Kempat, aktivitas politik yang lebih mengutamakan kekuasaan dan uang. Misalnya, dalam penentuan tenaga kependidikan, seperti kepala sekolah atau dinas pendidikan, cenderung berdasarkan KKN (Korupsi, Kolusi, dan Nepotisme). Masih jarang penentuan pemimpin kependidikan dilakukan dengan melibatkan komite sekolah atau lelang jabatan secara demokratis.
Seharusnya, para politikus tidak mengintervensi dan menjadikan bidang pendidikan sebagai lahan basah untuk meraup keuntungan kelompok atau partai. Ketika bidang pendidikan sudah didominasi kepentingan politik yang demikian, sistem pendidikan akan sulit diperbaiki dan bahkan kualitas pencapaian pendidikan dapat memburuk.
Tak Mustahil
Perbaikan kualitas pendidikan di Tanah Air memang tak semudah membalikkan telapak tangan.

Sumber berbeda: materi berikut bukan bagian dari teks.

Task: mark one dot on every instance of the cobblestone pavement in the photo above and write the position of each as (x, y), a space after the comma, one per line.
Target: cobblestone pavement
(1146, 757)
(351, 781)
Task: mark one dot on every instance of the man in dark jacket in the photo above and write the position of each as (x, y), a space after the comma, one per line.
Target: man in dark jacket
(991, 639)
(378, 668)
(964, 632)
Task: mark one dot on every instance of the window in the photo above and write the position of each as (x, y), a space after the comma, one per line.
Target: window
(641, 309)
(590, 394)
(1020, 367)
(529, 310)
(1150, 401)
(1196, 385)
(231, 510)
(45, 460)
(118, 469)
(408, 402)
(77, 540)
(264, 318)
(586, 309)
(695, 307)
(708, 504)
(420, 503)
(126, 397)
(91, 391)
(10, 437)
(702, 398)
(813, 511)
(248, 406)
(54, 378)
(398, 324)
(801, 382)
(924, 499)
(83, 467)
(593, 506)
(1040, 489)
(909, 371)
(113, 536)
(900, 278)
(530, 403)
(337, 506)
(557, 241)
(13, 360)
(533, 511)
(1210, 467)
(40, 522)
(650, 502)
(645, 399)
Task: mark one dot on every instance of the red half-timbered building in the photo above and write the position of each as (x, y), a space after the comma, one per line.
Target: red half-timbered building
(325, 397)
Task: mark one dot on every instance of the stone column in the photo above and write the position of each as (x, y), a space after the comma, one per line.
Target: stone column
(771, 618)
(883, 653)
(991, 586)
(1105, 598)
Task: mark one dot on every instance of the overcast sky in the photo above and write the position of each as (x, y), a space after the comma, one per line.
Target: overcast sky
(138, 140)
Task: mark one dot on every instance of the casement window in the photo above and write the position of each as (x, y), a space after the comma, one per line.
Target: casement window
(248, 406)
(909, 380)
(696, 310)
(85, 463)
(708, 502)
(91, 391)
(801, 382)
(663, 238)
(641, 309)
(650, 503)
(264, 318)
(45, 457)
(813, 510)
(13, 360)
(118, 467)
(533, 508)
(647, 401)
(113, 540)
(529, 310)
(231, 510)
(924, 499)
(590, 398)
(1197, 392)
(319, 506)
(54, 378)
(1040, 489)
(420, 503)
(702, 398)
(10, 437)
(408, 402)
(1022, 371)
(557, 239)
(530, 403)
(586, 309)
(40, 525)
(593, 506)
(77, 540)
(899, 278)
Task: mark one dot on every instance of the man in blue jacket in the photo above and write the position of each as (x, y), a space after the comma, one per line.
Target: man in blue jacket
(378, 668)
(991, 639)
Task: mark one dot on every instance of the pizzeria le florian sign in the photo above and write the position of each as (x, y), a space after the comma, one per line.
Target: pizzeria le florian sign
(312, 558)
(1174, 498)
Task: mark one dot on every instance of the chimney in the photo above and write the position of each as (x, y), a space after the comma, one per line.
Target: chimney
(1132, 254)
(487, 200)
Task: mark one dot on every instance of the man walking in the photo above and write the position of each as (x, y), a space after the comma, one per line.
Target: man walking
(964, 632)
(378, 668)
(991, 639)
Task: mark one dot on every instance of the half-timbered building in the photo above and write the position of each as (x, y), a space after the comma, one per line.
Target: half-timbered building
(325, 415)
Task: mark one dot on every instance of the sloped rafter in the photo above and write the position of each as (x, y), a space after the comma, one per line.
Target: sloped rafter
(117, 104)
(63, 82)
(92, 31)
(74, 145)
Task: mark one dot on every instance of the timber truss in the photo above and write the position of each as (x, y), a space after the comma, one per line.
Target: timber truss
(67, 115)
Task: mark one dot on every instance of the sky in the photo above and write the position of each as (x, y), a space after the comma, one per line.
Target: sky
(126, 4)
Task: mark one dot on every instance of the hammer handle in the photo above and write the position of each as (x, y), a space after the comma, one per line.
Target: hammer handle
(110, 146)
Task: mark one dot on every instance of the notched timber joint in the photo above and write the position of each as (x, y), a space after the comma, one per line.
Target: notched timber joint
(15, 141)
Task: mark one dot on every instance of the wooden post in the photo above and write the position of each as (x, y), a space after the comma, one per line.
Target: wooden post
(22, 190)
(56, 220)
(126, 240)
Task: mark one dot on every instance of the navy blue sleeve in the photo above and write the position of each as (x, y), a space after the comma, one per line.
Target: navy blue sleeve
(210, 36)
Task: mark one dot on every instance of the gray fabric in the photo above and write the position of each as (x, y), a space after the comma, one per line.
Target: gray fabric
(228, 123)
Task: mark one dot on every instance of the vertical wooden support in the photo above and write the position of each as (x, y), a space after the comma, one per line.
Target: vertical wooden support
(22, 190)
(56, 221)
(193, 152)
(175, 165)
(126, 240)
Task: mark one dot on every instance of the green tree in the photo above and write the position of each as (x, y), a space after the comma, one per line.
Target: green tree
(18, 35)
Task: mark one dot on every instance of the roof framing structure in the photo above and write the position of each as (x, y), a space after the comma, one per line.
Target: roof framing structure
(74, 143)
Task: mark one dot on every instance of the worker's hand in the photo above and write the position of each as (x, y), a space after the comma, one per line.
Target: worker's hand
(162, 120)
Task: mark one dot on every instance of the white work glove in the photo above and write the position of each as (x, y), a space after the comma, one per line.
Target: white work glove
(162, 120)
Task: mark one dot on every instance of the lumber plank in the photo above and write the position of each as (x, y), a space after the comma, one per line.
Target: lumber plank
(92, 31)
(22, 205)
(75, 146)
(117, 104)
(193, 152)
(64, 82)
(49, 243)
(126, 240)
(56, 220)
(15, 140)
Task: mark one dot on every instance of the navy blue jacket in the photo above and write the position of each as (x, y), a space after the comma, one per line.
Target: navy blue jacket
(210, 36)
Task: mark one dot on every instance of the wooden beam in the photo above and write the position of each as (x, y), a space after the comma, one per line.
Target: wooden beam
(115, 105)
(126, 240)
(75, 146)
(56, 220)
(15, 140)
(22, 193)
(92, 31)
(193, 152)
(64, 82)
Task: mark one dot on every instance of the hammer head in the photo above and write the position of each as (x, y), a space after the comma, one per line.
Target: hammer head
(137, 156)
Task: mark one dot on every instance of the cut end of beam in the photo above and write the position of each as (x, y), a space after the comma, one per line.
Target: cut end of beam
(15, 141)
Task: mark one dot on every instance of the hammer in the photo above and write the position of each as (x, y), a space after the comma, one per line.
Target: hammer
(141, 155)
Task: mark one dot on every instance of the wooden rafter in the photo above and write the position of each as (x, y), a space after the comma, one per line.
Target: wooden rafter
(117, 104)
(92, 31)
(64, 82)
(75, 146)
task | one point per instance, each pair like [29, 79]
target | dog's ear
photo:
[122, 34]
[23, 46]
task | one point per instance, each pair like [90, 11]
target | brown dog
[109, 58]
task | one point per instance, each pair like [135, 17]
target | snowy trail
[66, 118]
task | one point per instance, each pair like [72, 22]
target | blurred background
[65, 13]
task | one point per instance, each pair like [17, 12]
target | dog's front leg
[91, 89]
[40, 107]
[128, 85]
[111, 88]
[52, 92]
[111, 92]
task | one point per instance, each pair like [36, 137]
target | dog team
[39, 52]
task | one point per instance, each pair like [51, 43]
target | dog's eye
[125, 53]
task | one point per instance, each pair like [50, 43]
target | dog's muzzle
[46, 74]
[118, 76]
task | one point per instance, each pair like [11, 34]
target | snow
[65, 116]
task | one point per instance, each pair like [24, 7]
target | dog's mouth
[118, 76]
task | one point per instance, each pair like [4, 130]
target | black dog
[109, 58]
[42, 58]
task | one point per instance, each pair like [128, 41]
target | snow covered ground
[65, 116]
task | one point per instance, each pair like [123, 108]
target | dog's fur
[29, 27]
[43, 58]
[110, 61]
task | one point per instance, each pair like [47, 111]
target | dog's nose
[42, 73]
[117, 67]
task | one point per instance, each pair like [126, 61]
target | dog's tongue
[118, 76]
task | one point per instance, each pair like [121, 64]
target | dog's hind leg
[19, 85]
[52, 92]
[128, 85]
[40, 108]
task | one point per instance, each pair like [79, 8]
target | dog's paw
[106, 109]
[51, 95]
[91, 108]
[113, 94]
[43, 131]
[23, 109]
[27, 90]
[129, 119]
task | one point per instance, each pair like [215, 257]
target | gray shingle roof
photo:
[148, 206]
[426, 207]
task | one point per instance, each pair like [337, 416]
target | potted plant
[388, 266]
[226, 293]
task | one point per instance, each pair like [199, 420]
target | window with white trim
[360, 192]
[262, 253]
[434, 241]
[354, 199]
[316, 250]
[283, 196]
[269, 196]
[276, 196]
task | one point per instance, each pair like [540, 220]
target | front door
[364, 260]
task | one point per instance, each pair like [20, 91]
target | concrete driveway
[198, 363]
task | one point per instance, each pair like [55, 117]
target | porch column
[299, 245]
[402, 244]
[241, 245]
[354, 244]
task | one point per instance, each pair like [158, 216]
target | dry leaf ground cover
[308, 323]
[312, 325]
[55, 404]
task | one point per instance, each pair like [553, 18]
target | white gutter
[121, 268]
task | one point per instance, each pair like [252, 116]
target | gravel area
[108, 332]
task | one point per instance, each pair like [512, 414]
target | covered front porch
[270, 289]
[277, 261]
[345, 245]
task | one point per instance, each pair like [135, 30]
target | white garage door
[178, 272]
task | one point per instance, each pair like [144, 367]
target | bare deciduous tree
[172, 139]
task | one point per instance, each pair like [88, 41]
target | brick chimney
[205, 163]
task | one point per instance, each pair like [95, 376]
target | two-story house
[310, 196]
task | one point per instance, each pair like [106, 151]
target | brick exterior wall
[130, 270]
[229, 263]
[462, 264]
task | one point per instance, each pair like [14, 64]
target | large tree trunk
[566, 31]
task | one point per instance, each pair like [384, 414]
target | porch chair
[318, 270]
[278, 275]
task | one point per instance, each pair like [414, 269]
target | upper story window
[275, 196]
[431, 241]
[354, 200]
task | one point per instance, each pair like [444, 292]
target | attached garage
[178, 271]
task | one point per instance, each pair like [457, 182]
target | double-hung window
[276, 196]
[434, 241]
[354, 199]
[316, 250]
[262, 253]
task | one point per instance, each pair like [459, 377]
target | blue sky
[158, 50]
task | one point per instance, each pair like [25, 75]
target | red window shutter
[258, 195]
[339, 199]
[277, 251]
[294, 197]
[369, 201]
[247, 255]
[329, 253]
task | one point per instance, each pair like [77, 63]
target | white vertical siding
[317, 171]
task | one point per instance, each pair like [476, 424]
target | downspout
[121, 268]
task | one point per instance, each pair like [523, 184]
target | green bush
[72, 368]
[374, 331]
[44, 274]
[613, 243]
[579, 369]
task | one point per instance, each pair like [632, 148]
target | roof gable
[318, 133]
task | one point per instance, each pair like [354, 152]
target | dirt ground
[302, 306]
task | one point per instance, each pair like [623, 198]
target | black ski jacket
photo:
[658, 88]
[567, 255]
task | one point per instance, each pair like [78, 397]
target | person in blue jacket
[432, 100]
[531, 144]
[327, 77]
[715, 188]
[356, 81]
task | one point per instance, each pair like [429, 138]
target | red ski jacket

Berbagai hal perlu dipertimbangkan, misalnya dana, sumber daya manusia, kondisi geografis, budaya dan sebagainya. Namun, keseriusan dan keterlibatan aktif pemerintah pusat, pemerintah daerah dan seluruh stakeholder pendidikan dapat mempermudah dan mempercepat pembenahan masalah pendidikan Indonesia.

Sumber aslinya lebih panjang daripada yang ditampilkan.